Les brasseurs mexicains misent sur les intrants locaux avant les discussions sur l’ACEUM
L’industrie brassicole mexicaine souligne sa dépendance majoritaire aux intrants nationaux avant la renégociation de l’ACEUM. La consommation reste stable et le secteur maintient plus de 6 milliards de dollars d’investissements jusqu’en 2028.
Les brasseurs soulignent leur ancrage national
L’industrie brassicole mexicaine se prépare à la renégociation de l’Accord Canada–États-Unis–Mexique en soulignant que sa production dépend principalement d’intrants nationaux. Cette position vise à mettre en avant une base d’approvisionnement locale importante et une exposition directe limitée aux éventuels changements concernant les matériaux de production importés.
Le secteur n’a pas indiqué que les prochaines discussions modifieraient ses plans opérationnels actuels. Les brasseurs présentent au contraire les achats nationaux comme un facteur de résistance. Pour les producteurs et fournisseurs, la question centrale sera de savoir si de nouvelles conditions commerciales modifieront les coûts ou l’activité au sein du marché nord-américain intégré. Les dispositions que l’industrie s’attend à voir examinées n’ont pas été précisées.
Plus de 6 milliards de dollars prévus jusqu’en 2028
Les brasseurs maintiennent des projets d’investissement de plus de 6 milliards de dollars jusqu’en 2028. Cet engagement montre que les entreprises continuent de programmer des dépenses de capacité et d’exploitation au-delà de la période immédiate de négociation. Aucun détail n’a été fourni par entreprise, projet, site ou calendrier de décaissement. La répartition du capital entre brasseries, équipements et chaîne d’approvisionnement nationale reste donc inconnue.

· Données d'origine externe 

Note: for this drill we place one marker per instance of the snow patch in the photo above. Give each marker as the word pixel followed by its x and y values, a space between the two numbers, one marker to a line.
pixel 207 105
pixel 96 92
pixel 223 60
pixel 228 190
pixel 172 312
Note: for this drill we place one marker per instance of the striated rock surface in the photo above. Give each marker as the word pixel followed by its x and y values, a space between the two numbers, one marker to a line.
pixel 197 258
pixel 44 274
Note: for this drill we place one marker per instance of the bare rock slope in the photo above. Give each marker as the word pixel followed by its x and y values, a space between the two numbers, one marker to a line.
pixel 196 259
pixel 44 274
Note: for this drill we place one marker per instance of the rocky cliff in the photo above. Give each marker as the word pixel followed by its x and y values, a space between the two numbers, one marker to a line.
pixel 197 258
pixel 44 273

Le maintien du programme est significatif pour les fournisseurs du secteur. Un modèle de production reposant principalement sur des intrants nationaux relie les investissements brassicoles à la demande de matériaux et de services locaux. L’industrie n’a toutefois pas précisé quelle part financera directement les capacités de production ni si certains projets dépendent du résultat du processus relatif à l’ACEUM. Les investisseurs et fournisseurs attendront donc des annonces détaillées à l’approche de 2028.

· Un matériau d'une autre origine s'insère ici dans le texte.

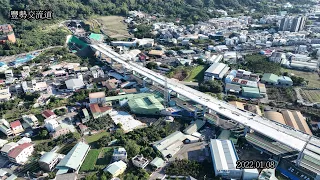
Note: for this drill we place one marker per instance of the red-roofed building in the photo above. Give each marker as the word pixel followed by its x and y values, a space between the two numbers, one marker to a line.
pixel 21 153
pixel 16 127
pixel 98 111
pixel 48 114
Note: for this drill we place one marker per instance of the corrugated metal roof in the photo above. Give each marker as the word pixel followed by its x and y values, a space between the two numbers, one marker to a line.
pixel 48 157
pixel 275 116
pixel 224 154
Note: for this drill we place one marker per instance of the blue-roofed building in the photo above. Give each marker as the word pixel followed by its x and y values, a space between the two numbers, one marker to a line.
pixel 285 81
pixel 116 168
pixel 74 159
pixel 49 160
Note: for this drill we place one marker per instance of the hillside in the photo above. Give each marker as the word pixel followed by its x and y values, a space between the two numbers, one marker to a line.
pixel 31 36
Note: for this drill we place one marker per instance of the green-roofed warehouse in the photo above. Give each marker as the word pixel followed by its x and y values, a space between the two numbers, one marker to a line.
pixel 269 78
pixel 74 159
pixel 145 105
pixel 251 92
pixel 142 103
pixel 96 37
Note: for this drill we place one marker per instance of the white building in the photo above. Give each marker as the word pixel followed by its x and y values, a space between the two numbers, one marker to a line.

La consommation reste stable
La consommation intérieure de bière est décrite comme stable, donnant aux producteurs un environnement de demande relativement prévisible pendant les négociations. Cette stabilité n’implique pas une expansion rapide du marché, mais elle peut faciliter la planification des investissements en limitant le risque immédiat d’une forte baisse des ventes. Aucun volume de consommation, taux de croissance, chiffre de production ou flux d’exportation n’a été communiqué, ce qui empêche de mesurer la dynamique du marché.

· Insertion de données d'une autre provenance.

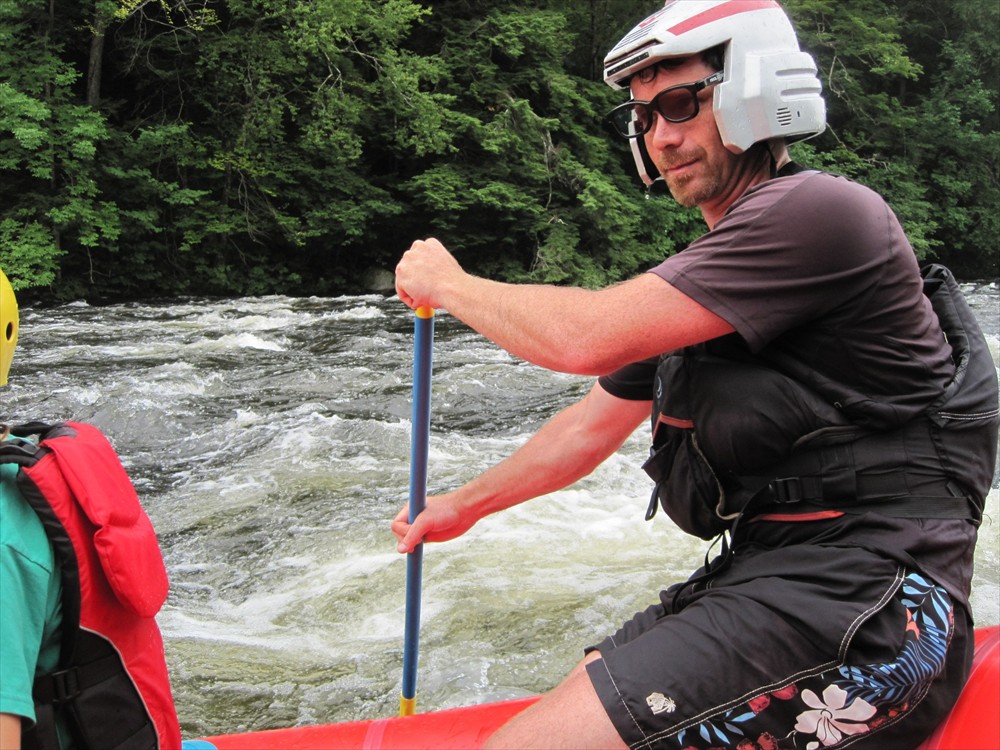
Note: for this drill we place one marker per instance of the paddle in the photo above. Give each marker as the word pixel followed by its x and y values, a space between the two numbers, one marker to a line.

La stabilité de la consommation, le recours majoritaire aux intrants nationaux et un programme de plus de 6 milliards de dollars définissent le message de l’industrie avant les discussions : les brasseurs veulent continuer à produire et à investir tout en défendant les conditions soutenant leur base mexicaine. L’effet concret de la renégociation dépendra des dispositions examinées et de leur influence éventuelle sur les coûts, les activités transfrontalières et les décisions d’investissement. Dans l’attente de précisions, la filière doit intégrer l’incertitude commerciale à ses plans.